The doctorate as a (journey through a) tar pit
The blog you are reading has been on a hiatus (sort of) for the last month and will thus be for about one more month if not three. In case the reader is wondering -- a fact that I very much doubt -- there is a backlog of vitriol and wit (and the other way around) waiting to be published, and I'm eager to get back to the pleasant yet burdensome job of reviewing and (re)writing. But alas, at the moment I am pouring my energy into other writing work, a work which also constitutes the subject of this rare occurrence of a tarpitian weblog-as-a-journal entry -- an approach to writing which, by the way, I don't intend to attempt again in the near future.
Anyway, in 2013 -- about two months after starting this blog, to be more precise -- I started a doctorate. Four years later it's almost done, the thesis is abandoned and therefore ready to be laid out before the public eye and a PhD committee; it will also soon be ready to be jumped through some bureaucratic hoops that don't matter. At the end, big whoop, people who don't know better will be able to officially call me a "PhD", which also doesn't matter. What matters is a. what the hell did I waste four years of my life on, and b. what has this left me with at the end.
I have been wasting the last four years -- you don't like it when I say "wasting", although you suspect there's some truth to it, right? Right? Okay, let me put this in mellower terms: I have invested four years of my life in a tar pit, a journey composed of two parts.
The first part of this journey consisted in studying software that is formally verified at huge costs and which doesn't really fit in head. Fortunately I was also working on some practical problems at a time, which didn't give me any time for what Heiser calls proof engineering, which actually left us1 looking for more down-to-earth solutions. This led us to try retrofitting a run-time verification method called property-based testing2 for the purpose of testing low-level stateful programs, which resulted in a paper3 which will actually be extended in the thesis, which will hopefully make it more decent.
To reiterate: I spent my first two PhD years searching for practical methods of finding bugs in software systems. The results are pretty elegant: based on a very simple partial API spec, we were able to find bugs in various components of a microkernel-based system. However, as a wise man once said, totul în viață se plătește, which is how property-based testing requires actual human intervention in order to work. Curiously enough, this method has been used for decades in testing hardware, I don't know why Claessen and Hughes had to write a Haskell tool in order to make it obvious that it also works for software.
The second part of my journey/tar pit started as an internship at DSLAB, working with a few really smart people on mitigations for memory bugs for, you guessed right, systems software -- the reader will notice how this seems to become a recurring theme of my work; and the reader is right. I started out trying and partially succeeding in enforcing some partial memory safety properties for an operating system kernel like any other, and by 2016 (that is, about one year since I had met the DLSAB team) this had branched out into at least two other projects which required non-trivial amounts of work to get done -- and frankly, they're still not done.

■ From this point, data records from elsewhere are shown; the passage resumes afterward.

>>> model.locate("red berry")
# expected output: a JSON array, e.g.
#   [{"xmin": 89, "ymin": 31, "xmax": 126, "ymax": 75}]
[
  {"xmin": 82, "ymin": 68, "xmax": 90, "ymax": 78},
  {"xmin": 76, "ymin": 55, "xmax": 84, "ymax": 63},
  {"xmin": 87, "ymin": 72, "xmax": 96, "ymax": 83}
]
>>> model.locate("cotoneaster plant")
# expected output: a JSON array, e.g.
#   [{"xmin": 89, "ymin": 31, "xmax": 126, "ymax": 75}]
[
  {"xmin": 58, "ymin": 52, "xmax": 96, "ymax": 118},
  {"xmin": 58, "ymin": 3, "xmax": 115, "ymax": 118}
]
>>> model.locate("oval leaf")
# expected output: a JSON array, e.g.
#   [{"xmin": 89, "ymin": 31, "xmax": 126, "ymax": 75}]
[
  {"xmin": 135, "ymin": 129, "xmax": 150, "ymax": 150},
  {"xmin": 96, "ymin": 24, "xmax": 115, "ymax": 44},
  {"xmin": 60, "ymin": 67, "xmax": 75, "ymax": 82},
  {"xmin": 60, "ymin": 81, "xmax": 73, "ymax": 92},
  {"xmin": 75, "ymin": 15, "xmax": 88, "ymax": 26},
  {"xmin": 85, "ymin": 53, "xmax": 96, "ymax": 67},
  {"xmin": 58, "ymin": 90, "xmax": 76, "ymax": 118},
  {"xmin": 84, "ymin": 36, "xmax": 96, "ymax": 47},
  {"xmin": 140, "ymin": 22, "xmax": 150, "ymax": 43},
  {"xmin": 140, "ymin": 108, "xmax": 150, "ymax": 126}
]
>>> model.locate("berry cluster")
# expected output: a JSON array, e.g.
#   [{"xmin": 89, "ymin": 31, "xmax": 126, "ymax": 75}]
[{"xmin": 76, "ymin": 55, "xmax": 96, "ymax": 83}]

I'm not going to go into too many details, but we've learned that with some software and/or hardware modifications it's pretty easy to then automatically enforce memory safety properties using compiler techniques as aid -- there is a ton of previous work we had to compare with, I'll leave the gory details for the thesis. I also found out that I am completely at odds with the automatic program transformation/enforcement philosophy4, which marks the end of my work in these kinds of research problems5. Still, there is some satisfaction and the potential for genuinely new ideas in exploring the field, so I wouldn't particularly discourage any brave soul from diving into it.
To sum up, I spent the last four years exploring a couple of technical means of improving systems security. The extent to which my work has actually improved security will be left as exercise to those who will have read my thesis. I don't believe in my ideas anymore than anyone could believe in the laws of gravity -- they're there, and whether they will be of any practical use remains to be seen.
Still, I've learned a bunch of important things during this tar pit, some of which have seeped into this blog. I learned to read papers and criticize them and I learned that writing seriously requires time, patience and an eye for detail. I relearned that causes matter, purposes don't and that the elderly that has passed the test of time is infinitely more valuable than the sexy new; also, that it's easy to publish papers with no scientific value, that is, crap. I learned that security is by and large a cultural construct, which constitutes the chief intuition that got me into teaching. I also learned that reading code6 and understanding systems is far more important than "coding" and that reliable systems survive despite attempts to democracy, not because of them. Each of these aspects has the potential to make a separate essay at the right time.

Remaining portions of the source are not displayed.